A policy paper issued by the Unesco coinciding with the 'Mother Language Day' on Sunday referred the multi-ethnic societies in Turkey, Nepal, Pakistan, Bangladesh and Guatemala and recommended ensuring that "children are taught in a language they understand".
In Pakistan, the continued use of Urdu as the language of instruction in government schools, even though it is spoken at home by less than eight per cent of the population, has also contributed to political tensions, the United Nations Educational, Scientific and Cultural Organisation (Unesco) said in a report released on Friday.
The post-independence government in Pakistan adopted Urdu as the national language and the language of instruction in schools. This became a source of alienation in a country that was home to six major linguistic groups and 58 smaller ones, it said.

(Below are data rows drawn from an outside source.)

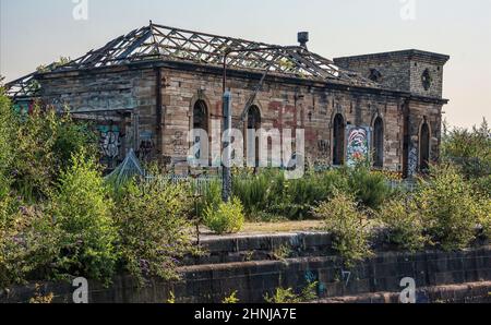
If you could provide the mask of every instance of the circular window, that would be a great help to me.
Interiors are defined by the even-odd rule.
[[[431,82],[432,82],[430,70],[428,70],[428,69],[424,70],[423,74],[421,75],[421,82],[424,87],[424,91],[430,89]]]

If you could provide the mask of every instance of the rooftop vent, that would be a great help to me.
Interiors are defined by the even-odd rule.
[[[307,44],[309,43],[309,32],[299,32],[298,43],[300,43],[301,47],[307,49]]]

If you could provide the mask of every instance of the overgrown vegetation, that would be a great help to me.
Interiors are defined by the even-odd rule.
[[[491,236],[486,121],[471,131],[446,131],[442,162],[411,193],[391,190],[390,174],[360,164],[308,170],[298,180],[277,169],[236,171],[228,203],[221,202],[219,181],[205,189],[159,178],[108,186],[92,130],[49,107],[14,112],[0,89],[0,287],[74,276],[109,284],[118,272],[141,284],[151,276],[176,278],[181,257],[195,253],[195,215],[216,233],[240,231],[246,217],[321,218],[348,267],[371,255],[374,225],[385,229],[386,242],[411,252],[458,250]],[[278,248],[273,255],[283,260],[290,253]],[[314,288],[310,284],[299,294],[278,288],[267,300],[312,300]]]
[[[133,180],[108,189],[91,125],[0,88],[0,287],[118,272],[175,278],[193,253],[189,191]]]
[[[242,203],[233,197],[218,206],[208,205],[204,210],[203,222],[218,234],[239,232],[244,222]]]
[[[403,250],[417,252],[429,243],[424,221],[412,200],[391,200],[380,210],[380,220],[386,227],[386,241]]]
[[[177,278],[178,260],[193,252],[187,189],[168,182],[129,182],[115,210],[124,267],[141,282]]]
[[[415,200],[426,230],[444,250],[463,249],[475,240],[482,206],[470,183],[456,168],[451,165],[432,167]]]
[[[242,171],[233,178],[233,195],[244,204],[250,220],[313,218],[312,209],[333,197],[335,191],[349,193],[373,209],[379,209],[392,195],[386,178],[363,165],[355,169],[307,171],[297,180],[286,180],[284,172],[277,169],[256,174]]]
[[[292,288],[284,289],[278,287],[272,297],[266,293],[264,301],[267,303],[304,303],[314,301],[318,299],[318,281],[309,282],[300,293],[295,293]]]
[[[314,213],[325,220],[325,229],[334,236],[333,246],[346,266],[350,267],[371,255],[367,219],[351,195],[336,193]]]

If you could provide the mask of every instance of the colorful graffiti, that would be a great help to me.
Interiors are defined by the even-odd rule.
[[[121,146],[120,131],[117,125],[99,125],[100,132],[100,149],[105,159],[115,160],[119,157],[119,148]]]
[[[354,167],[360,160],[369,158],[370,154],[370,128],[348,125],[347,132],[347,151],[346,164]]]

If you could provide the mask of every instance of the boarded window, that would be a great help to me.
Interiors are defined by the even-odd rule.
[[[333,165],[340,166],[345,162],[345,119],[342,115],[334,118],[333,128]]]
[[[206,107],[206,104],[203,100],[197,100],[194,104],[193,108],[193,130],[204,130],[206,133],[208,133],[208,108]],[[196,133],[200,134],[200,133]],[[200,139],[200,135],[195,135],[194,137],[194,144],[202,143],[205,140]],[[202,151],[200,149],[195,158],[201,158]]]
[[[384,121],[376,118],[373,124],[373,166],[384,167]]]
[[[421,171],[426,171],[430,166],[430,128],[428,123],[421,127],[419,151],[419,168]]]
[[[248,130],[258,131],[261,129],[261,111],[258,106],[251,106],[248,110]],[[246,157],[248,161],[254,161],[259,166],[260,143],[259,137],[252,132],[246,133]]]

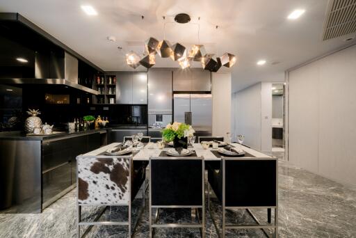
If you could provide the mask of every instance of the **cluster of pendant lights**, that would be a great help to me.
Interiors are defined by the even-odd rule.
[[[236,61],[236,56],[225,53],[220,57],[213,58],[213,54],[207,54],[204,45],[194,45],[189,51],[179,43],[172,45],[169,41],[159,41],[153,37],[145,42],[145,54],[141,58],[136,52],[131,51],[126,54],[127,65],[136,69],[140,65],[150,68],[156,63],[156,54],[162,58],[170,58],[178,61],[179,66],[185,69],[191,66],[191,62],[200,61],[203,69],[211,72],[218,72],[222,65],[230,68]]]

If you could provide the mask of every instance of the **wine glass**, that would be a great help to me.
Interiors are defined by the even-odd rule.
[[[132,141],[134,142],[134,146],[135,146],[137,144],[137,141],[138,141],[138,135],[132,135]]]
[[[243,140],[245,139],[245,136],[243,135],[237,135],[237,141],[240,144],[240,150],[242,150],[242,143],[243,143]]]
[[[141,142],[141,140],[142,138],[143,138],[143,133],[142,132],[138,132],[137,134],[137,136],[138,136],[138,141],[140,141],[140,142]]]

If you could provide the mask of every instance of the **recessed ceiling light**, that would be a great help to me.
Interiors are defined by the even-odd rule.
[[[27,62],[29,62],[28,60],[26,60],[26,58],[16,58],[16,60],[17,61],[21,62],[21,63],[27,63]]]
[[[97,15],[97,10],[90,5],[82,5],[81,8],[88,15],[93,16]]]
[[[263,65],[266,63],[265,60],[261,60],[257,61],[257,65]]]
[[[304,9],[296,9],[289,14],[287,18],[289,19],[295,19],[299,18],[304,13],[305,13],[305,10]]]

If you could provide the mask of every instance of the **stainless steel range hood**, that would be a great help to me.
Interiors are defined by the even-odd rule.
[[[78,84],[73,83],[65,79],[0,79],[0,84],[9,85],[18,84],[47,84],[47,85],[63,85],[67,87],[76,88],[86,93],[98,95],[99,92],[85,87]]]

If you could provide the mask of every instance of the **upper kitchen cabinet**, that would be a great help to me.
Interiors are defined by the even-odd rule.
[[[145,72],[133,73],[132,104],[147,104],[147,73]]]
[[[172,114],[172,71],[148,72],[148,113]]]
[[[173,91],[210,92],[210,72],[203,70],[176,70],[173,71]]]
[[[116,103],[132,104],[132,73],[131,72],[120,72],[116,74]]]
[[[116,75],[116,103],[147,104],[147,74],[145,72],[111,72]]]

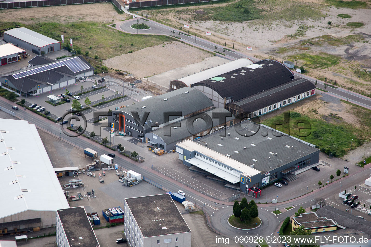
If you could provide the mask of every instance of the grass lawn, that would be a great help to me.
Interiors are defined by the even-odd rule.
[[[256,227],[261,223],[260,219],[257,217],[253,218],[247,222],[246,221],[242,221],[239,218],[236,218],[233,214],[228,218],[228,222],[233,226],[242,229],[251,229]]]
[[[285,235],[288,235],[290,234],[290,233],[291,232],[291,229],[292,229],[292,224],[291,223],[289,223],[286,226],[286,227],[285,228],[283,229],[283,234]]]
[[[348,22],[347,23],[347,26],[351,27],[360,27],[364,25],[363,22]]]
[[[364,119],[367,121],[363,123],[365,126],[371,126],[367,125],[369,122],[371,122],[371,110],[359,107],[354,107],[353,114],[358,116],[360,119]],[[316,111],[316,110],[313,110],[313,111]],[[358,112],[360,115],[357,115],[356,113]],[[322,118],[319,119],[311,118],[308,115],[293,112],[290,113],[290,115],[289,130],[286,127],[283,128],[283,126],[277,125],[278,130],[314,144],[321,151],[327,154],[334,152],[335,157],[343,156],[351,149],[361,146],[365,140],[369,139],[371,136],[371,131],[368,128],[364,128],[361,130],[338,117],[336,118],[336,115],[333,117],[332,115],[329,115],[330,117],[328,117],[324,116],[323,118],[326,119],[327,121]],[[365,117],[368,119],[364,119]],[[283,121],[283,113],[282,113],[265,119],[262,121],[262,123],[275,128],[274,123]],[[300,122],[300,120],[308,121],[310,126],[306,127],[310,127],[311,129],[302,130],[299,133],[296,123]],[[299,124],[299,125],[303,126],[302,124]]]
[[[258,240],[258,241],[259,241],[259,240]],[[264,238],[263,238],[262,239],[262,243],[259,243],[259,245],[262,247],[268,247],[269,246],[268,245],[268,244],[267,243],[267,242],[265,241],[265,239],[264,239]]]
[[[295,60],[297,57],[298,57],[298,60],[301,60],[303,65],[312,69],[325,69],[337,64],[340,61],[340,58],[338,56],[324,52],[320,53],[317,55],[307,53],[296,54],[288,57]]]
[[[61,34],[64,35],[65,40],[72,38],[75,50],[80,49],[82,54],[87,51],[89,52],[89,57],[94,57],[96,55],[100,59],[106,59],[127,53],[130,50],[135,51],[175,40],[162,35],[125,33],[107,27],[106,25],[109,23],[103,22],[44,22],[30,25],[18,24],[57,40],[61,41]],[[0,26],[12,25],[14,25],[12,23],[0,22]],[[130,45],[132,43],[133,46]],[[91,46],[92,49],[89,49]]]

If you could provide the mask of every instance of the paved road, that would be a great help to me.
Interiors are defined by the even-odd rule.
[[[139,23],[145,23],[151,27],[150,29],[139,30],[132,29],[130,26],[133,24],[134,24],[137,22],[137,20],[139,20]],[[108,26],[112,28],[110,26]],[[167,35],[173,35],[175,34],[176,37],[180,37],[180,40],[183,41],[188,44],[193,44],[197,47],[202,48],[207,50],[210,51],[214,51],[216,44],[204,39],[201,38],[197,37],[194,35],[191,35],[190,36],[181,34],[180,36],[178,36],[178,33],[179,30],[174,29],[170,27],[165,26],[163,24],[159,23],[156,21],[149,20],[148,21],[144,21],[140,19],[139,17],[134,18],[131,20],[121,21],[116,23],[116,27],[115,29],[121,31],[122,31],[130,33],[138,33],[141,34],[165,34]],[[184,32],[186,33],[187,30],[185,30],[187,29],[184,29],[183,30]],[[173,31],[175,31],[174,34]],[[217,47],[217,51],[223,53],[223,47],[218,45],[216,45]],[[235,60],[236,59],[241,58],[241,57],[247,57],[253,62],[256,62],[259,61],[259,59],[244,54],[243,54],[242,51],[233,51],[226,50],[225,51],[226,56],[217,53],[217,55],[222,57],[224,57],[230,60]],[[297,72],[294,72],[295,78],[305,78],[314,84],[316,81],[316,79],[312,77],[305,76]],[[324,86],[323,84],[324,82],[322,81],[318,80],[318,84],[317,87],[322,89],[324,89]],[[338,89],[334,89],[328,86],[326,90],[328,92],[327,93],[334,96],[337,98],[344,100],[348,100],[349,102],[357,104],[359,106],[363,106],[368,109],[371,109],[371,98],[360,94],[359,94],[349,91],[348,94],[348,90],[347,89],[339,87]]]
[[[5,107],[7,109],[11,109],[12,106],[13,104],[10,101],[4,99],[1,99],[0,100],[0,106]],[[22,111],[21,110],[19,110]],[[60,126],[58,126],[58,125],[54,124],[51,121],[46,121],[44,118],[30,111],[26,110],[24,111],[24,113],[26,120],[29,122],[35,124],[38,127],[41,127],[47,130],[49,132],[53,133],[58,136],[60,130]],[[22,115],[21,113],[19,114],[20,116]],[[22,117],[23,117],[23,116]],[[83,148],[90,148],[96,150],[97,147],[96,143],[82,136],[72,137],[66,136],[63,133],[61,136],[65,141],[70,142]],[[99,147],[98,150],[98,151],[100,152],[100,153],[101,154],[102,152],[107,153],[112,152],[111,150],[102,147],[101,145]],[[151,170],[150,167],[147,166],[145,163],[143,163],[140,168],[138,168],[137,163],[133,161],[128,158],[120,156],[118,153],[116,154],[115,161],[119,166],[126,169],[134,171],[139,169],[139,173],[142,176],[162,184],[167,190],[177,191],[181,187],[181,183]],[[149,166],[150,164],[148,164],[148,165]],[[366,166],[367,167],[371,166],[371,165],[368,165]],[[290,206],[293,204],[295,204],[295,207],[298,207],[300,206],[305,208],[308,207],[310,206],[310,204],[313,203],[311,202],[313,200],[316,198],[321,197],[326,198],[330,197],[331,200],[330,201],[332,200],[335,202],[336,201],[336,196],[339,191],[339,185],[341,184],[344,186],[345,188],[348,188],[359,184],[359,181],[364,180],[369,176],[370,172],[368,169],[367,169],[367,171],[364,171],[364,170],[366,169],[367,169],[365,168],[362,170],[360,170],[359,171],[357,172],[358,173],[357,175],[351,174],[346,177],[345,179],[335,181],[320,190],[316,190],[313,192],[301,197],[288,202],[278,203],[277,204],[277,208],[280,209],[284,208]],[[282,188],[284,189],[284,188]],[[262,236],[270,236],[274,234],[280,223],[282,222],[286,217],[293,213],[293,211],[290,211],[284,212],[278,216],[276,216],[271,213],[271,211],[273,211],[275,208],[275,206],[273,206],[272,204],[260,204],[259,205],[259,217],[262,219],[262,226],[260,228],[258,228],[248,231],[239,230],[230,227],[227,221],[228,217],[232,213],[232,203],[213,199],[188,187],[183,187],[183,190],[186,194],[187,197],[192,198],[191,199],[190,199],[191,200],[201,205],[205,203],[213,206],[218,209],[218,210],[216,210],[215,208],[208,207],[207,206],[205,207],[208,214],[209,215],[212,214],[213,216],[213,226],[221,232],[223,234],[230,237],[241,234],[256,235],[259,234],[259,233]],[[335,206],[345,210],[345,206],[342,204],[339,204],[339,205]],[[359,213],[357,212],[357,213],[358,214],[360,214]],[[355,213],[354,213],[353,214]],[[371,216],[368,215],[362,215],[362,216],[366,218],[368,220],[371,220]],[[249,246],[255,246],[255,245],[247,245]]]

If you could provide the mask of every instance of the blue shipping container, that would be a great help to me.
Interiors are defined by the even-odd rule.
[[[103,217],[104,218],[106,219],[106,220],[107,221],[107,222],[109,222],[109,217],[112,216],[112,214],[111,213],[108,209],[104,209],[102,211],[102,214],[103,216]],[[108,215],[107,215],[107,214]]]
[[[178,201],[181,203],[186,200],[186,197],[177,193],[172,193],[170,194],[173,200]]]

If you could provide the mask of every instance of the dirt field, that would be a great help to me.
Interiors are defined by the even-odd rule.
[[[180,59],[180,54],[181,59]],[[173,41],[112,57],[103,62],[109,68],[127,71],[142,78],[202,61],[210,53]]]

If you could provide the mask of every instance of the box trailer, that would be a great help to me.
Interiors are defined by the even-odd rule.
[[[108,209],[104,209],[102,210],[102,214],[104,218],[106,219],[107,222],[109,222],[109,217],[112,216],[112,214]]]
[[[122,223],[123,222],[124,222],[123,215],[118,215],[109,217],[109,223],[111,224],[112,223]]]
[[[94,224],[95,225],[100,225],[101,224],[101,218],[99,217],[99,216],[98,215],[98,213],[92,213],[92,216],[93,217],[93,219],[94,220]]]
[[[173,200],[178,201],[181,203],[186,200],[186,197],[177,193],[172,193],[170,195]]]
[[[106,154],[102,154],[101,156],[99,159],[102,162],[109,166],[112,164],[112,161],[114,158],[110,157]]]
[[[84,154],[93,158],[98,157],[98,152],[91,148],[85,148],[84,150]]]

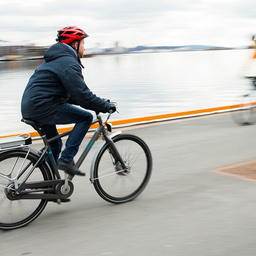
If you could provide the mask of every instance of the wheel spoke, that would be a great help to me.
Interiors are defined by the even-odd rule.
[[[96,161],[94,177],[96,178],[94,179],[93,184],[103,199],[117,203],[131,200],[143,190],[150,176],[151,158],[145,143],[134,135],[121,134],[113,141],[128,171],[119,170],[117,166],[117,171],[108,173],[113,166],[106,146],[100,152]],[[135,170],[140,172],[134,172]],[[107,174],[102,175],[104,172]]]

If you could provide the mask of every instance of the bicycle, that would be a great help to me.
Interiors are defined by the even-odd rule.
[[[247,76],[251,80],[249,92],[239,97],[236,110],[230,112],[232,119],[236,123],[242,125],[252,125],[256,122],[256,76]]]
[[[90,182],[108,202],[130,201],[142,192],[148,182],[152,171],[150,151],[136,135],[122,134],[121,131],[109,135],[112,125],[107,121],[111,114],[103,123],[100,113],[96,113],[97,118],[92,123],[99,123],[99,126],[76,165],[80,166],[94,143],[102,136],[102,142],[91,164]],[[61,179],[49,145],[69,134],[72,130],[48,140],[43,124],[24,119],[21,121],[38,131],[44,146],[41,150],[31,148],[29,134],[0,139],[0,188],[4,192],[3,197],[0,198],[2,230],[26,226],[38,217],[49,201],[59,202],[70,197],[74,189],[74,176],[65,172],[64,178]],[[55,166],[55,178],[45,161],[47,155]]]

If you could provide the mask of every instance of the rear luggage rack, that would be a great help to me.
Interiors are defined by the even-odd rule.
[[[12,136],[0,139],[0,150],[20,147],[32,144],[31,136],[29,134],[23,134],[18,136]]]

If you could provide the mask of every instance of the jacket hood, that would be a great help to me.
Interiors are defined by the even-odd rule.
[[[57,43],[47,49],[45,52],[44,58],[47,62],[49,62],[64,56],[72,56],[77,59],[77,55],[64,44]]]

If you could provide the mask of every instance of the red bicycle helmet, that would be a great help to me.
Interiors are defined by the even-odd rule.
[[[74,40],[81,40],[89,36],[84,30],[75,26],[64,28],[58,31],[57,42],[69,44]]]

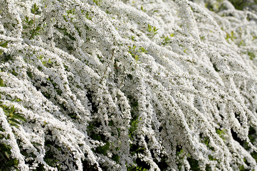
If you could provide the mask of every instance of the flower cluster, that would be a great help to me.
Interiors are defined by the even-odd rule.
[[[135,1],[0,0],[3,168],[257,170],[256,6]]]

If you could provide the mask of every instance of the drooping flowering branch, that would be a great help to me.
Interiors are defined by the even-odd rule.
[[[164,1],[0,0],[3,167],[257,170],[256,14]]]

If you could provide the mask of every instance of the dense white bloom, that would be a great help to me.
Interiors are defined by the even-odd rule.
[[[1,104],[27,121],[0,108],[0,144],[22,170],[257,170],[253,8],[0,0]]]

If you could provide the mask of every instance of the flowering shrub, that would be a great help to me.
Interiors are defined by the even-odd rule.
[[[123,1],[0,0],[0,170],[257,170],[254,6]]]

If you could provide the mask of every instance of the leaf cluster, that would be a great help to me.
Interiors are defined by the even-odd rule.
[[[24,22],[27,23],[27,25],[23,26],[23,29],[27,28],[29,29],[29,35],[30,35],[29,38],[29,40],[30,40],[31,38],[34,38],[35,36],[36,35],[40,35],[40,31],[42,30],[45,31],[44,29],[46,25],[46,24],[44,24],[43,27],[42,27],[39,25],[36,25],[36,24],[35,20],[36,19],[35,19],[35,16],[39,15],[38,14],[39,13],[39,6],[37,5],[36,3],[34,4],[33,8],[31,9],[31,12],[34,14],[34,18],[30,20],[28,17],[26,16],[25,17],[25,19],[22,21],[23,22]],[[28,33],[27,32],[22,32],[22,33],[23,34],[23,36],[22,37],[25,37],[25,35],[28,35]]]
[[[146,30],[146,31],[149,33],[149,34],[147,34],[147,36],[149,36],[150,38],[153,38],[155,35],[158,34],[157,32],[157,31],[159,29],[157,29],[155,26],[153,27],[152,26],[151,26],[151,25],[148,24],[147,30]]]

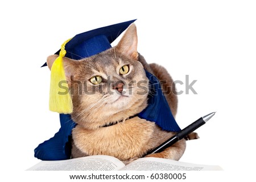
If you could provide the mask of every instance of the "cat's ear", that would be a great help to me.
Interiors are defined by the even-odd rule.
[[[127,29],[115,49],[133,60],[138,60],[138,37],[136,26],[133,23]]]
[[[59,57],[59,55],[54,54],[49,56],[47,57],[47,66],[51,70],[52,64],[55,60]],[[69,81],[71,75],[75,75],[76,70],[79,66],[79,61],[69,59],[67,57],[64,57],[63,59],[63,67],[65,70],[65,75],[66,75],[67,80]]]

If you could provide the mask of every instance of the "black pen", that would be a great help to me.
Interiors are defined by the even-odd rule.
[[[196,120],[192,124],[190,124],[189,125],[188,125],[188,126],[187,126],[186,128],[185,128],[184,129],[178,132],[175,136],[172,136],[172,137],[167,139],[166,141],[163,142],[162,144],[159,145],[156,148],[154,149],[147,152],[147,154],[145,154],[145,155],[154,153],[158,153],[163,151],[164,149],[172,146],[178,141],[183,139],[188,134],[193,132],[196,129],[205,124],[214,115],[215,112],[212,112],[209,115],[200,117],[197,120]]]

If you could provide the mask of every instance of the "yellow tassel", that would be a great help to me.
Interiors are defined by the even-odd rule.
[[[51,111],[59,113],[70,114],[73,111],[73,104],[69,92],[60,87],[59,84],[65,83],[68,88],[68,82],[63,67],[63,57],[66,54],[65,45],[71,39],[65,41],[61,45],[59,57],[54,61],[51,69],[51,85],[49,108]]]

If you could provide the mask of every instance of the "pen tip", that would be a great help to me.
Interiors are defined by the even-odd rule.
[[[215,115],[216,113],[216,112],[212,112],[211,113],[209,113],[209,115],[204,116],[203,117],[203,119],[205,122],[207,122]]]

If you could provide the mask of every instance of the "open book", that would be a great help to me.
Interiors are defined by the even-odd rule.
[[[41,161],[28,171],[212,171],[222,170],[218,166],[184,163],[171,159],[143,158],[125,166],[108,155],[93,155],[64,160]]]

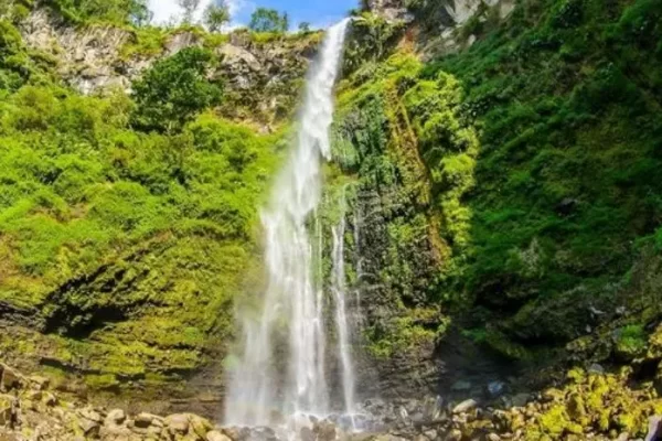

The failure to recognise Bengali, spoken by the vast majority of the population in the erstwhile East Pakistan, was one of the major sources of conflict within the new country, leading to student riots in 1952. The riots gave birth to the Bengali Language Movement, a precursor to the movement for the secession of East Pakistan and formation of Bangladesh.
The Unesco said that being taught in a language other than their own can negatively impact children's learning. Language can serve as a double-edged sword, "while it strengthens an ethnic group's social ties and sense of belonging, it can also become a basis for their marginalisation.
Education policy must ensure that all learners, including minorities' language speakers, access school in a language they know," Director of Unesco's Global Education Monitoring Report Aaron Benavot said.
It said that at least six years of instruction in the mother tongue was needed so that gains from teaching in the early years were sustained.
Education policies should recognise the importance of mother tongue learning. Teachers need to be trained to teach in two languages and to understand the needs of second-language learners.
In many countries, large number of children are taught and take tests in languages that they do not speak at home, hindering the early acquisition of critically important reading and writing skills.
Textbooks should be provided in a language children understand. Classroom-based assessment tools can help teachers identify, monitor and support learners at risk of low achievement.